Julian Barkin said...

Alright then, fair is fair gentlemen of the Witness Blog. A repost for everyone with a vulagrity-less example, and a more poignant statement on who would do the televised mass:

I voted yes. My two cents on this issue:

$0.01 - While it might be more liturgically/spiritually appropriate to use usus antiquor, Extraordinary Form (EF) is the term I use on my blog, mainly as the Holy Father uses it as such, and it's more well known and recognizable. It is, say for example, like iodized table salt. You use salt, and you but it at the grocery store as "salt". Its composition is sodium with iodine.

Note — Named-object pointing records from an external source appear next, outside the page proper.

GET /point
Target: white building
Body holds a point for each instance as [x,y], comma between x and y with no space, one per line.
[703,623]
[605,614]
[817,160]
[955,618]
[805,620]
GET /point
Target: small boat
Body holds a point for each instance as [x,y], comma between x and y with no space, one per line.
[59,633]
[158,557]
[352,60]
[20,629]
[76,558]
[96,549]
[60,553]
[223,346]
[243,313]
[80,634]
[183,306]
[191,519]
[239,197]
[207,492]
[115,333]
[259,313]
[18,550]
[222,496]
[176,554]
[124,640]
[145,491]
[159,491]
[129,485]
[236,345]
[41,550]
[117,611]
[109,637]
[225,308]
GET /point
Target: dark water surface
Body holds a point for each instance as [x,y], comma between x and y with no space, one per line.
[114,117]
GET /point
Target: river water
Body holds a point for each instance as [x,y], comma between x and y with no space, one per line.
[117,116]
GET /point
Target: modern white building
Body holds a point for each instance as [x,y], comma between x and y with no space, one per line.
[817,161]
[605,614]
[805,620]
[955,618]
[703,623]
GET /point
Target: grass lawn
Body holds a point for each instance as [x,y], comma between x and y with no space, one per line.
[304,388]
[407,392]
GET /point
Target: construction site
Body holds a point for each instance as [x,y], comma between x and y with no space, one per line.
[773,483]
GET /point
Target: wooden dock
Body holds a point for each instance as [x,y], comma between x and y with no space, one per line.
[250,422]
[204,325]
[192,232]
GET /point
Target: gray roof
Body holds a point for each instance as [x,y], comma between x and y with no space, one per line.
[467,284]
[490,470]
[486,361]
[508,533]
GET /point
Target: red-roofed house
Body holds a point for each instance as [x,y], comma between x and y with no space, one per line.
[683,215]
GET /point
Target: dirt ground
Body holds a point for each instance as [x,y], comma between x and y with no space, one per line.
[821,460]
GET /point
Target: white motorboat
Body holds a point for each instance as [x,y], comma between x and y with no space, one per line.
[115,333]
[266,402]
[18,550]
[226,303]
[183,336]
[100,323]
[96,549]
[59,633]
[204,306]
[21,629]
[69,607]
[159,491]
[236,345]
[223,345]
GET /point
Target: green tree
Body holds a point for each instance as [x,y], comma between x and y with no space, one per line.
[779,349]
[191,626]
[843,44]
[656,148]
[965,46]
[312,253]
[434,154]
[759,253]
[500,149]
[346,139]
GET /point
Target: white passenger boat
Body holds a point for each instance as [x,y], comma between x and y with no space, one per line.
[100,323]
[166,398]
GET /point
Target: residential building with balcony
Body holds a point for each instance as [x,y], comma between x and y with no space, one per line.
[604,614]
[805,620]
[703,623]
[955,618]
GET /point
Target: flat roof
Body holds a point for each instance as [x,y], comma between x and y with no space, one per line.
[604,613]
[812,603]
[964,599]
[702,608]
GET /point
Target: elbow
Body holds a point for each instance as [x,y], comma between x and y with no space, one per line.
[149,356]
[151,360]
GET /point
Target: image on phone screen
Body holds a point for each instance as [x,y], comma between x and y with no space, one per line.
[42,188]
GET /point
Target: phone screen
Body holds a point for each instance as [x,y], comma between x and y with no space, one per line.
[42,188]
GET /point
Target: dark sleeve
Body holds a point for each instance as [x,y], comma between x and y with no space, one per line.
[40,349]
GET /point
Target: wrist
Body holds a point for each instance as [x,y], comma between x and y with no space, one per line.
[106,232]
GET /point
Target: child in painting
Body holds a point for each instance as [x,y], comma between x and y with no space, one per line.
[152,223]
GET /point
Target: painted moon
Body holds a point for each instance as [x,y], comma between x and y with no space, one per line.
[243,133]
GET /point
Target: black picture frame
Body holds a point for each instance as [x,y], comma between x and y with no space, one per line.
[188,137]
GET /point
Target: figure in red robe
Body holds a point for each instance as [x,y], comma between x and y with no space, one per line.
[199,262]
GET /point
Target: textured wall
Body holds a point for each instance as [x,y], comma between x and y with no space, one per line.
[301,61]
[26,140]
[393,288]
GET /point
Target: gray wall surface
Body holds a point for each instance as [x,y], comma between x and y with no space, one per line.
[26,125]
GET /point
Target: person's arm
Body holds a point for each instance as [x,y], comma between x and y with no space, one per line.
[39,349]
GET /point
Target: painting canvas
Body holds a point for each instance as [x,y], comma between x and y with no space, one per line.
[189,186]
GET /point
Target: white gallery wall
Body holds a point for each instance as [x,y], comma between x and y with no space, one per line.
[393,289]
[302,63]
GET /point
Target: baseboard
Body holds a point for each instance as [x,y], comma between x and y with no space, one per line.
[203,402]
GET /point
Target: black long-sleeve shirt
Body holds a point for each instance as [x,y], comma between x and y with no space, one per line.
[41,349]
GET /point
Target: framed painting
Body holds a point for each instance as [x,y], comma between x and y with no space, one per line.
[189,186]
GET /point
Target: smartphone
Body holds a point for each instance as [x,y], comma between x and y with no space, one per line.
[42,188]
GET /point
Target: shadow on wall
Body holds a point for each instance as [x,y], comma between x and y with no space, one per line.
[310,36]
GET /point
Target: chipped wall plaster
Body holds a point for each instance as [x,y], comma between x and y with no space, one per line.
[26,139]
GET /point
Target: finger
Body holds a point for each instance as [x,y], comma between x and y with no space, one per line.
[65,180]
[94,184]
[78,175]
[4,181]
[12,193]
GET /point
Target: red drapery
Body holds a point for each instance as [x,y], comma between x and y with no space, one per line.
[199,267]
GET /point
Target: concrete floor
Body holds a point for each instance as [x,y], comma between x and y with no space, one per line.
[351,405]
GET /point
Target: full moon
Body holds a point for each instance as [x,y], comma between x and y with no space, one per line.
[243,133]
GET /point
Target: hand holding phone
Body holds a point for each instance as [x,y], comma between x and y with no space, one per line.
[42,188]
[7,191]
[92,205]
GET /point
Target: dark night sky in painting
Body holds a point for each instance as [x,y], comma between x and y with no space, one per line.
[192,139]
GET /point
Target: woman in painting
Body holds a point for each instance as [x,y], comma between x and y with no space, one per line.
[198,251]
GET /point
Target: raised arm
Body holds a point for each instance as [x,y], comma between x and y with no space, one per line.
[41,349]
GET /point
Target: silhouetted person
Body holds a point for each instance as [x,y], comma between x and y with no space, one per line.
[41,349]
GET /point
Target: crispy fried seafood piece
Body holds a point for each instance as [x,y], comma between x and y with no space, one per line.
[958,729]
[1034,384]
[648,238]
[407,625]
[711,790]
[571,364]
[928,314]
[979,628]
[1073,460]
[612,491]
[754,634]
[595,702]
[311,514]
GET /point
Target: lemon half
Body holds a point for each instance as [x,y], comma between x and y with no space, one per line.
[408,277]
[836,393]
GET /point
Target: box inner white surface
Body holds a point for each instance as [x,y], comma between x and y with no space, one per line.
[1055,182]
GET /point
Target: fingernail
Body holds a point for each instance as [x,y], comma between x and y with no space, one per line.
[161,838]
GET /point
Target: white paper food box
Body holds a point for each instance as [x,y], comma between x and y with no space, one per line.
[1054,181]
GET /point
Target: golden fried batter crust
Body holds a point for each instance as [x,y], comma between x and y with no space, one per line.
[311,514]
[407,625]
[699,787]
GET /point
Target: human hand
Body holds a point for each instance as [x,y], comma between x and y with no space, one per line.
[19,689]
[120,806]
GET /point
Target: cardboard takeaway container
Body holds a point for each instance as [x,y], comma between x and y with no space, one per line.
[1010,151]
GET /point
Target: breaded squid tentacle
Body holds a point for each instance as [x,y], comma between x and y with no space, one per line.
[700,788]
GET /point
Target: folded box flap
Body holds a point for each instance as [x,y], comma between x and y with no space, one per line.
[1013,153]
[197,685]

If someone placed a label on the box and called it "sodium with iodine" most people wouldn't recognize it (or forgot their basic high school chemistry) and wouldn't know what it is, regardless of it being the same thing with the same composition they've been using on their french fries. So basically, I use the label that is most recognizable to the general public, that the Holy Father uses, as most people wouldn't recognize the title usus antiquor.

$0.02 - As for a televised, major mass, I cannot forsee this happening in the Archdiocese of Toronto, unless at the IMPERATIVE request of Cardinal Collins. A secular network might do this, but would only show snipits on a news bulletin for reporting, and not a whole televized mass in our politically correct times. While there is a Catholic television network in Ontario (and Canada) doing this, such an event does not seem to fit in the overall mandate and goals of the network, as demonstrated in prior critical editorials here on WITNESS.

I feel the only way a televised major Mass, in full, would occur, would have to be at the direction of the Holy Father himself. And even then it might not be shared by all television networks worldwide and might have to be seen on more conservative networks/societies or the Vatican's YouTube channel. I have seen rumours here on the blogosphere that perhaps, a major encyclical on Faith (to round out Hope and Charity) is being penned by the Holy Father in this Year of Faith, and that to top it off, maybe a Latin Mass would accompany it (though it is more a pipe dream than a reality). The encyclical is more likely over the Latin Mass.

Barona said...

EWTN has broadcast a few Latin Masses... let us hope and pray for more.

Given that the Latin Mass is an integral part of the life of the Church, its being televised should be considered normal.

Cardinal Ratzinger wrote of those who shy away from the Mass as if it is "something indecent". Precisely. This is, sadly the attitude of many. It may well be that some traditionalists have behaved "indecently" and via eccentricities caused priests to shy away from the Mass... but if there is a problem with people (and being broken sinners all, there always will be) there is no problem with the liturgy. The point being that the Latin Mass is for all Catholics. It is not a show, theatre, nostalgia - it is a living expression of the Church's public prayer. Catholics have a right to this Mass. Catholics should then strive to live this Mass. Any Mass - irrespective of rite.

Freyr said...

You guys realize that the only ones who can obtain the full measure of grace from a televised mass are those who are incapable of attending in person through no fault of their own. Their participation is one of desire. I will still have to trek on down to my local parish and greet the same old faces as last week.

Freyr said...

Here's a really wild idea... what if people who normally would never have to meet face to face suddenly had to attend the same mass every week? What if they met each other on the church steps? What if we are not really islands unto ourselves and had to cope with the regular interaction of having to see people at mass each week? Do you suppose the real problem with the Catholic Church is that there is more than me in it?